Happycoin.club - Dogecoin (DOGE) is on the rise again. Analysts are now looking for a second bullish pennant shape on the memecoin's price chart, signaling another potential breakout that could push the coin to $0.90.

Indeed, a second bullish peak has appeared on the 2-hour price chart, indicating that the flag portion of the pattern may be nearing completion. Statistically, these patterns signal a continuation of the previous trend, and breakouts often coincide with the previous bullish move.

The market value to realized value (MVRV) ratio supports the bullish outlook. According to Ali Martinez, Dogecoin's MVRV ratio is 45.65%, which is below the critical 78% level that historically marked the peak of the DOGE rally.

The analyst noted that previous price surges have repeatedly ended when the MVRV ratio approached or exceeded 78%. But even at its current value, well below that level, Dogecoin has significant potential for further growth.

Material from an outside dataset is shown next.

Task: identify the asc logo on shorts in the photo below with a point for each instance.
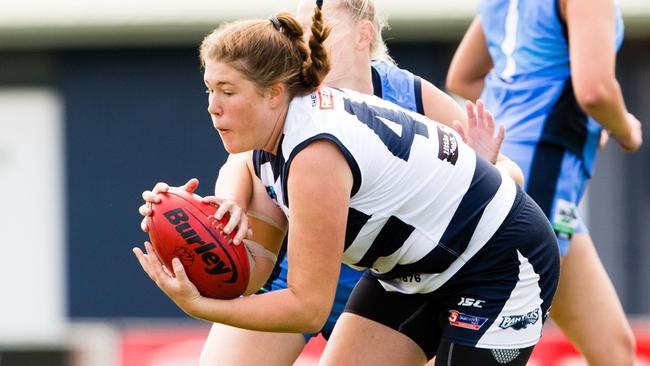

While the long-term trend remains bullish, Martinez noted potential short-term risks. Specifically, the TD Sequential indicator has shown sell signals on the 4-hour and 12-hour Dogecoin charts.

If we evaluate the dynamics of Dogecoin in a ten-year ascending price channel, DOGE has already broken through the lower boundary of this channel, which indicates the beginning of a long rally.

Based on the structure of this channel, Dogecoin could head towards the mid-range at $2.40 or test the upper boundary around $18.

Note! The information is not a call to buy or sell or any other actions, the information is provided for independent reflection and decision making.